None of that’s super important though. Not for anybody other than me at least, and so I’ll focus the remainder of this rant on helping people in a similar situation. After learning about the judgment against me, I went to the district court in West Roxbury and pulled all of the paperwork on my case. Representing myself pro se, I then filed a motion to have the default removed on account of the proceedings happening behind my back, and that’s around the time that I discovered research on this matter exactly by Northeastern University journalism students. Published in the Boston Globe on March 28, their report found that 90 percent of the nearly 2 million debtors sued in Mass between 2004 and 2013 lost by default. Additionally, they reported that “attorneys with the Volunteer Lawyers Project found evidence that some civil claims appear to have been sent to defendants’ old addresses.” You don’t say.
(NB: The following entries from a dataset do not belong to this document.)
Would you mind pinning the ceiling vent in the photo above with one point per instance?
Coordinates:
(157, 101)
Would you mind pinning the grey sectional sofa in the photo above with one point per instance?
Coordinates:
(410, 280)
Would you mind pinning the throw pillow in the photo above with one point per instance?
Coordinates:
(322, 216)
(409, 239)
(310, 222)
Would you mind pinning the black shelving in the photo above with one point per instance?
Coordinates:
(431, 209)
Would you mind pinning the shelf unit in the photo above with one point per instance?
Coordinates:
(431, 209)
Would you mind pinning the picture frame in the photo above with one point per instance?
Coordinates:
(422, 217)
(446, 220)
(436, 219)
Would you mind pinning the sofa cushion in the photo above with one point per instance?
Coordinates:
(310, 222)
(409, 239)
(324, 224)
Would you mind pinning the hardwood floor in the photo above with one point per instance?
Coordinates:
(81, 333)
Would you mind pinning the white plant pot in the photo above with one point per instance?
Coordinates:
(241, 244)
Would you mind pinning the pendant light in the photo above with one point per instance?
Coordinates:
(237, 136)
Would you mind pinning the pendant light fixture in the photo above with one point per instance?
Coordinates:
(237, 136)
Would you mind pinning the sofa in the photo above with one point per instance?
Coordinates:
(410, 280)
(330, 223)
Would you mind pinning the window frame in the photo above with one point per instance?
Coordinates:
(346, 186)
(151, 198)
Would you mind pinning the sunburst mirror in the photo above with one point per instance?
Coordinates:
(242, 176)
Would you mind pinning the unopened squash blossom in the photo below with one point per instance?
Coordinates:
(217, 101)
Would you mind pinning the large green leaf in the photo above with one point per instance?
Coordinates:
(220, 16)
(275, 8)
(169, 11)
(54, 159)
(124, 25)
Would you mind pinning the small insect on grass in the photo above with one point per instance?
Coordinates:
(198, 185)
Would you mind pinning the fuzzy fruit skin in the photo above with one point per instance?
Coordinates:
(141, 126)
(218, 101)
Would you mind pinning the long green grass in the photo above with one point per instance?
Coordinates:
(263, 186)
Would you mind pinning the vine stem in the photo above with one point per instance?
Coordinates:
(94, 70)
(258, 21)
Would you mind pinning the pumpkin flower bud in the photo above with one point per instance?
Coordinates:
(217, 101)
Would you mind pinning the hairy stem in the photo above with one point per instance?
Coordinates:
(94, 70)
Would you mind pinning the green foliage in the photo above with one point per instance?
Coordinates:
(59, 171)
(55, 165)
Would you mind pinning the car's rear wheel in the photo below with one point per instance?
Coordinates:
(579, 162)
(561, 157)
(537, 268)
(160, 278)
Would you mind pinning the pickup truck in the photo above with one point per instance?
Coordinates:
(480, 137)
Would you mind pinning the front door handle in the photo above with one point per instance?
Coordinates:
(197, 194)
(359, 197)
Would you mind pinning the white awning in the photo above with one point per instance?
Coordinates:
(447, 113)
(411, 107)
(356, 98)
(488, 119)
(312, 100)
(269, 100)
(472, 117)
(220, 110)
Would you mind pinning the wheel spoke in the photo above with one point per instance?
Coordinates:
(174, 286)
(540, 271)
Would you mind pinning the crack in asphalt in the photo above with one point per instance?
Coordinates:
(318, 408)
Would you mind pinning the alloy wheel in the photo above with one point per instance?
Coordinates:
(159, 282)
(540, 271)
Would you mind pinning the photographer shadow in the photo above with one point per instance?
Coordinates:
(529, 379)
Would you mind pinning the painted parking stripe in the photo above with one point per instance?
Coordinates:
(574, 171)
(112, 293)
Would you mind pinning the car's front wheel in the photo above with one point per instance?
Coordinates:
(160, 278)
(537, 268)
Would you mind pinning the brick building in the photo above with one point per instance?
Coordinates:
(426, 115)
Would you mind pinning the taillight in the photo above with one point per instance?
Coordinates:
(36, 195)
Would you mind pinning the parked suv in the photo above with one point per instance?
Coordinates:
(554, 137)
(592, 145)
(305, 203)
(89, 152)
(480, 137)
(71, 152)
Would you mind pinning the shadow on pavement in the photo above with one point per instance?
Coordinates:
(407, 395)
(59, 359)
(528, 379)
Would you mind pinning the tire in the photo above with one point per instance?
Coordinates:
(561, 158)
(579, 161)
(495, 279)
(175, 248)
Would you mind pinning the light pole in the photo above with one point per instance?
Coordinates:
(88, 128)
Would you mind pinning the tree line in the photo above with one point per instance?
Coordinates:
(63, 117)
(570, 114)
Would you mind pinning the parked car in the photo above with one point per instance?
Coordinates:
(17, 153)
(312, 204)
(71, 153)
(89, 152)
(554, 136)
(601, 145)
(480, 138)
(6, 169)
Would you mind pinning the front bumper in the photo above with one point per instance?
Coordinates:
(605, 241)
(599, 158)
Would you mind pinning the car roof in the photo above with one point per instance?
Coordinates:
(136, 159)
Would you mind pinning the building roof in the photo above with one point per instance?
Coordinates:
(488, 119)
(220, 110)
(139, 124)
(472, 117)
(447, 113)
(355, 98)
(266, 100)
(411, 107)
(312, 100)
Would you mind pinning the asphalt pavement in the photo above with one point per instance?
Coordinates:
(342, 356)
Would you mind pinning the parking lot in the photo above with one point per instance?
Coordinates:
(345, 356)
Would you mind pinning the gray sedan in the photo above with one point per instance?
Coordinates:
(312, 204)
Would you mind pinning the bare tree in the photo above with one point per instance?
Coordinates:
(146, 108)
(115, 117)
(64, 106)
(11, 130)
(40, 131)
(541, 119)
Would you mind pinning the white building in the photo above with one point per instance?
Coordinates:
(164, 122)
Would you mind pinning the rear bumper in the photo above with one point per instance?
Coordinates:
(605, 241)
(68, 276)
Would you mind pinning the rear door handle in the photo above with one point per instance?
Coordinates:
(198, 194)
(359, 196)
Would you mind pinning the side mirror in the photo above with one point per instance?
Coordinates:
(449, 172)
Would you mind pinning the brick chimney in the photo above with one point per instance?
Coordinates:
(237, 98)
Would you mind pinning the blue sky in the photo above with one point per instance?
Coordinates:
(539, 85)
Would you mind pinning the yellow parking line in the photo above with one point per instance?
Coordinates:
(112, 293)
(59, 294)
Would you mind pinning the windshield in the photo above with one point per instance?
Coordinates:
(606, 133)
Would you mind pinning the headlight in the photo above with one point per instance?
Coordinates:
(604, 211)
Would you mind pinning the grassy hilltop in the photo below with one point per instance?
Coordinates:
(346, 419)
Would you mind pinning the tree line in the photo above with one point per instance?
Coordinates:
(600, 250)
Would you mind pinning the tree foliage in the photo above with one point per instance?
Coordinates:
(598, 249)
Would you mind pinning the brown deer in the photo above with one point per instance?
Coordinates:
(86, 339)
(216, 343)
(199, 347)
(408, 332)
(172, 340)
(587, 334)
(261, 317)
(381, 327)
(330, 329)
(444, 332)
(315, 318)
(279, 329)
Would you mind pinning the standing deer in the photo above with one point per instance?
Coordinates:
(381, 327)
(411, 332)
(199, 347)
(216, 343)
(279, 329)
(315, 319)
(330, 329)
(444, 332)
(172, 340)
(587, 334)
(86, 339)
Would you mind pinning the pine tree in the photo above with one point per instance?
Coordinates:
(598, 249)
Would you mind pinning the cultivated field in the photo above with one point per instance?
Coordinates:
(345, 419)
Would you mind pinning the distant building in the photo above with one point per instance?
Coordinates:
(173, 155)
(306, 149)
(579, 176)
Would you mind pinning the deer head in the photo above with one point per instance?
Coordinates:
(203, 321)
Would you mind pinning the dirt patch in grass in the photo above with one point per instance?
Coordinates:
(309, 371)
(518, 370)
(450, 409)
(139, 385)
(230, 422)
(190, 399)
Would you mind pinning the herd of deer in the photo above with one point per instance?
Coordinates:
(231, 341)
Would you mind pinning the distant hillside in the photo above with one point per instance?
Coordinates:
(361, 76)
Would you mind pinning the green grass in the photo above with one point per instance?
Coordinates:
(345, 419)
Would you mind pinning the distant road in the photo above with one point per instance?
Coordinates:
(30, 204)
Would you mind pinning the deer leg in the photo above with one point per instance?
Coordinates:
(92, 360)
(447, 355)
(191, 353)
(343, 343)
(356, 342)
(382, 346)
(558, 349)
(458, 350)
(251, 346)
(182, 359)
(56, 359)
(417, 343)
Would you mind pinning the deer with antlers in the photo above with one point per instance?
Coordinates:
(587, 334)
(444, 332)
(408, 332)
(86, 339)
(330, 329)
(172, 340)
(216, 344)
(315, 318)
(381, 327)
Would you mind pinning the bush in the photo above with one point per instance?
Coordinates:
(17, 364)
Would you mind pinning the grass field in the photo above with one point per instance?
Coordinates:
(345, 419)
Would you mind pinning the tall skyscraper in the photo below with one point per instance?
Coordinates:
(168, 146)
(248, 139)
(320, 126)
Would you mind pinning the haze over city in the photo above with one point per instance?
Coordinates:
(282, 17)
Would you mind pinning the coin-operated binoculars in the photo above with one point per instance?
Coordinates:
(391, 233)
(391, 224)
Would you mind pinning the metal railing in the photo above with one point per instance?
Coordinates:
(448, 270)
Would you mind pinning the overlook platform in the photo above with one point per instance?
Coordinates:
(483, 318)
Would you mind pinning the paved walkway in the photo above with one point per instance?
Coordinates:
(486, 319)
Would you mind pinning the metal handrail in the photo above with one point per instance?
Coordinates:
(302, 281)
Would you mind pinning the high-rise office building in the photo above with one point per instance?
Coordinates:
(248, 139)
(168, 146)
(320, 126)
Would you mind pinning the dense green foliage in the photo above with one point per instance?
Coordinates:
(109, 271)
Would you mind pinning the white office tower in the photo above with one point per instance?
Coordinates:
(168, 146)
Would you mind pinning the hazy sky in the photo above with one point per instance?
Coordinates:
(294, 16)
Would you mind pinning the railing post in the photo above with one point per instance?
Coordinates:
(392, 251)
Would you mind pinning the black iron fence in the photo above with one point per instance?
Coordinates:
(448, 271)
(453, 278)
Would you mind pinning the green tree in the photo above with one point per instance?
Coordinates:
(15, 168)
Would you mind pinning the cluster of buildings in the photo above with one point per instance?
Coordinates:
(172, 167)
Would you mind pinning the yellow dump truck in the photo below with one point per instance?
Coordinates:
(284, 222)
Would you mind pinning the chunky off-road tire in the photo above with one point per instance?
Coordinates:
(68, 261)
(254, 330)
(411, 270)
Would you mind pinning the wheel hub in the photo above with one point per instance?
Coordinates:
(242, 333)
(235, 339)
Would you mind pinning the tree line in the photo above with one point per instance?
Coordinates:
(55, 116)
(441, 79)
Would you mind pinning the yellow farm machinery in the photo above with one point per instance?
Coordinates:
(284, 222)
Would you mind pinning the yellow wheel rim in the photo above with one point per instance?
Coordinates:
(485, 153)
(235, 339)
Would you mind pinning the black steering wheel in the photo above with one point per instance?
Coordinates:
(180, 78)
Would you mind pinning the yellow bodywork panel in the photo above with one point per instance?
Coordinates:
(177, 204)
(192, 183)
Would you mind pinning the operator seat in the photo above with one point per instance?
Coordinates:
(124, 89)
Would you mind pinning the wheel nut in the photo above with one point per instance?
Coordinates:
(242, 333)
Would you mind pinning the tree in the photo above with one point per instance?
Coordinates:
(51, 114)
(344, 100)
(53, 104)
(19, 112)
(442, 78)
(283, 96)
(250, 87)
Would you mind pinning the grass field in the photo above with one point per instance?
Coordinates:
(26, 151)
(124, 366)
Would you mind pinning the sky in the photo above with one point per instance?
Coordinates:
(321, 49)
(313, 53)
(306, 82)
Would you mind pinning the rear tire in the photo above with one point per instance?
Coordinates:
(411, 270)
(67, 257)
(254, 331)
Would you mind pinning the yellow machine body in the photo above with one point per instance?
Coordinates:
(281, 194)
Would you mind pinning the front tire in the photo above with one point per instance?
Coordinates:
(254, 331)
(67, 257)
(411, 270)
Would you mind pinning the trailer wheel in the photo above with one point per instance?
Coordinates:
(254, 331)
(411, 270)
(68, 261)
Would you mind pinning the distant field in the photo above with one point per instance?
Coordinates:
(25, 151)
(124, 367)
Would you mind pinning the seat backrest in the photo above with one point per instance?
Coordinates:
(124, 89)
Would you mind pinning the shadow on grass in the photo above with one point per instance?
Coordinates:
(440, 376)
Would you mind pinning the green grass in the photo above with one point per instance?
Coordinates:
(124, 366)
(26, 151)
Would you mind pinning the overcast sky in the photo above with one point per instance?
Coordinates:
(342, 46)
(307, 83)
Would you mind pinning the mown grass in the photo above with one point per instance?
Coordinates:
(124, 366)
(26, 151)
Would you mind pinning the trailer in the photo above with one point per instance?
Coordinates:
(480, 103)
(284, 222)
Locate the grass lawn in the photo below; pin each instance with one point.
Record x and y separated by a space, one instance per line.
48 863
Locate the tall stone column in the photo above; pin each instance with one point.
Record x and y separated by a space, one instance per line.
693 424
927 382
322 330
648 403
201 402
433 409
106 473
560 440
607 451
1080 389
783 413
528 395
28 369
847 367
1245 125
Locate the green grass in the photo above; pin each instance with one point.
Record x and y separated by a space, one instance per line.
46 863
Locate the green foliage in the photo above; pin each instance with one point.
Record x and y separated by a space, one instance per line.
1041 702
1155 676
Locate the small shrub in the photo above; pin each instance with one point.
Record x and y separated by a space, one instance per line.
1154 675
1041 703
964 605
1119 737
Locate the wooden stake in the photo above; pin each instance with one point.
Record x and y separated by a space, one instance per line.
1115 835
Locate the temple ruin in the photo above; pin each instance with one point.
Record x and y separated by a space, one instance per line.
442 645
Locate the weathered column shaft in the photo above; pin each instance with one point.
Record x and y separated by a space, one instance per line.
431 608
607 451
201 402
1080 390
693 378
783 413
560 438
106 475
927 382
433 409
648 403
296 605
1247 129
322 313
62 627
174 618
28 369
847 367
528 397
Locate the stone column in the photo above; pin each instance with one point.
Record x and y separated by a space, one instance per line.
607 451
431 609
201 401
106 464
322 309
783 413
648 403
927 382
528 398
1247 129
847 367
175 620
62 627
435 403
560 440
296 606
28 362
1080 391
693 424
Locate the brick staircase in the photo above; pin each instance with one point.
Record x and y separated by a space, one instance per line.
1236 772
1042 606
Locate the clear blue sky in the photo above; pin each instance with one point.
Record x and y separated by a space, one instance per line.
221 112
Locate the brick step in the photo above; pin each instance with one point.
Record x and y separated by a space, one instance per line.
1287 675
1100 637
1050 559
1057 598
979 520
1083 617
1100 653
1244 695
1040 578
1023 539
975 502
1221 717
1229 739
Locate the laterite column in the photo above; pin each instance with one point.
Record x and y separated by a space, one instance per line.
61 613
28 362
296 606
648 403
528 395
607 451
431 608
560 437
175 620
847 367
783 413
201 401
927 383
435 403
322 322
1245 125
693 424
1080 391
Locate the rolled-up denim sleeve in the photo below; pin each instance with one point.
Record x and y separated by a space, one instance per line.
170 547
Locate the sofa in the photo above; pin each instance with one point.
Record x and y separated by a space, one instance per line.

In the interest of paying forward the favor done for me by said writers and researchers, I’m happy to share my experience in this struggle. At this juncture, I’m hoping for a fair arrangement that accounts for the harassment I’ve endured throughout this process, and it looks as if I may prevail. Last week, a judge allowed for my motion to remove the default, which means that my Dig wages are safe for now. And there’s more. Promisingly, while the consumer protections noted above were written for small claims court, and don’t currently apply in the district system in which I was sued, Chief Justice Dawley is now seeking changes to protect Mass residents in that regard.
Considering that more than a million people in the commonwealth, myself included, have already been run over by a process that unfairly favors unscrupulous bill collectors, such decisions, along with any spread of information, could lead to some overdue justice around here. To catch a creditor.